How to Make Good Guacamole: Start with the Tree
There is a key ingredient in tasty guacamole: good avocados. If you have good avocados, you almost have to do nothing except mash the fruit in a bowl and add a little salt. This Sunday’s readings want us to look at trees and fruit. We know a good tree by its fruit. If a tree—avocado or other—is a good one, it will produce good fruit. And if not, it simply is incapable of producing good fruit.
The trees we are invited to look at are our lives, our actions, words, thoughts, etc, and the fruit are the after-effects of our actions, words, thoughts, etc., on ourselves and on others. St. Ignatius found that everything had an after-effect, and this after-effect was the way we knew whether or not the actions, thoughts, etc., were of God or not. Ignatius called the good fruits consolations, and the bad fruits desolations. Consolations were the after-effects which were an increase in hope, faith, charity, and interior joy, things which quiet our soul with peace. So, a good tree, or an action that was “of God” would have this positive after-effect of consolation. And likewise, a bad tree, or an action that was not “of God,” would have the after-effect of disturbing our soul, leading us to agitation and darkness, laziness, sadness, and a sense of separation from God.

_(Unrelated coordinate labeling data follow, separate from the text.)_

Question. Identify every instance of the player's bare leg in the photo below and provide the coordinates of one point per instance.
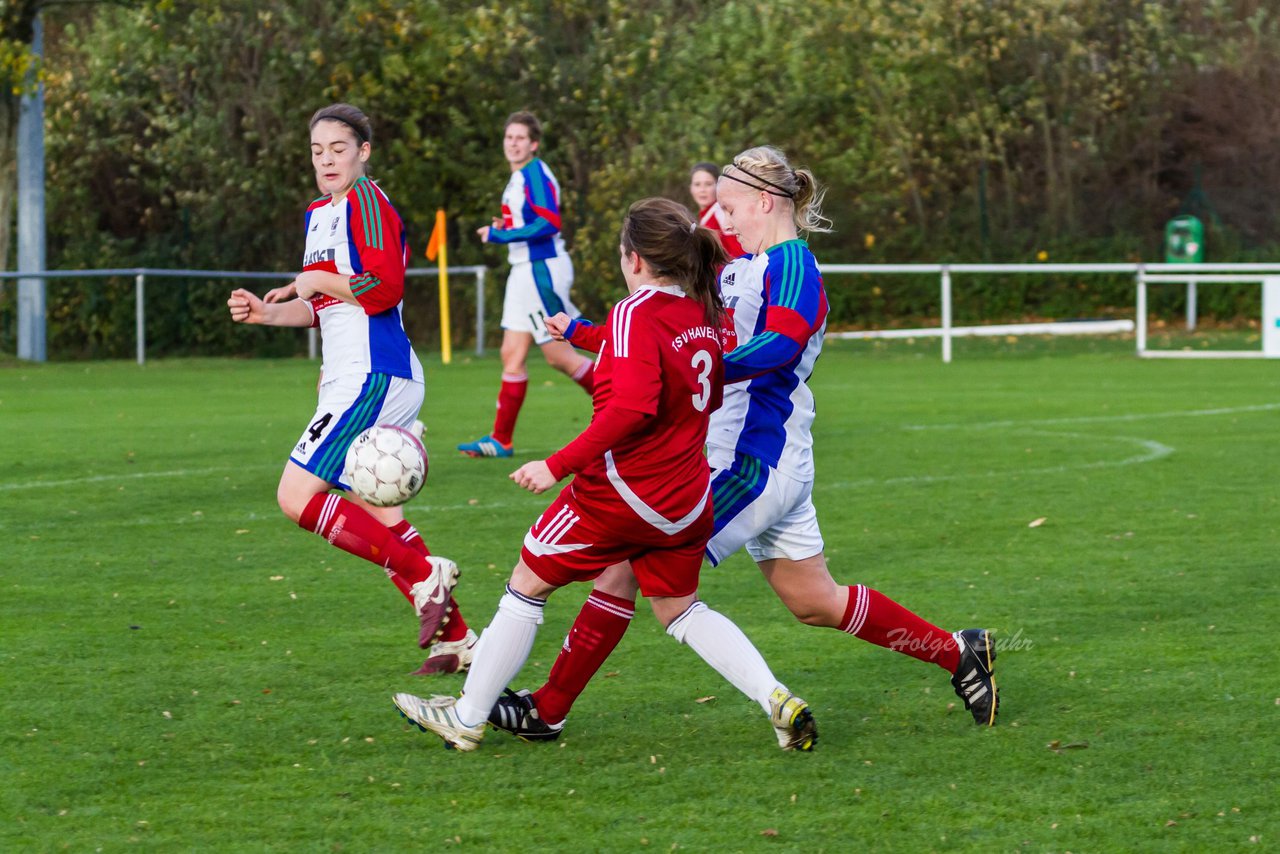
(814, 598)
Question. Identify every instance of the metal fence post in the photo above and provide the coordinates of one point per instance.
(946, 314)
(1141, 310)
(480, 274)
(140, 315)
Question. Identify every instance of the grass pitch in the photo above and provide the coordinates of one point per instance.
(183, 668)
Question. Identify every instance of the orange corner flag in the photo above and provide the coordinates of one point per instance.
(437, 242)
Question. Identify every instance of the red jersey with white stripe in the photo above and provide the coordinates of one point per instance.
(661, 357)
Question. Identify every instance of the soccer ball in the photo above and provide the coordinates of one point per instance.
(385, 465)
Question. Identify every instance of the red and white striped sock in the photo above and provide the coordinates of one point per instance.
(877, 619)
(511, 397)
(348, 526)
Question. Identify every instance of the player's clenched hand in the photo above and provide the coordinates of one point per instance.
(557, 324)
(280, 295)
(535, 476)
(246, 307)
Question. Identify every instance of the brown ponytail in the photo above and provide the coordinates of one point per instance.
(679, 250)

The clearest way to plant good trees in our lives comes from last week’s gospel, an earlier part of the Gospel of Luke. Jesus says quite simply, “Do to others what you would have them do to you.” When we do this, when we love our enemies, when we treat people with mercy, we plant trees in our lives that cannot help but bear good fruit. And when we live for ourselves only, in a selfish way, the fruit will be obvious—the guacamole will not be delicious!
In these incredibly challenging days for our undocumented brothers and sisters, we are invited to find ways to stand up for God’s justice and mercy. I believe something new is being born in us as a parish, as we more deeply inhabit our identity as an immigrant parish. New seeds of self-sacrifice among youth and young adults are being discovered and being planted. I am confident these seeds will, in turn, grow into tall trees, bearing good fruit. We will enjoy good guacamole for years to come!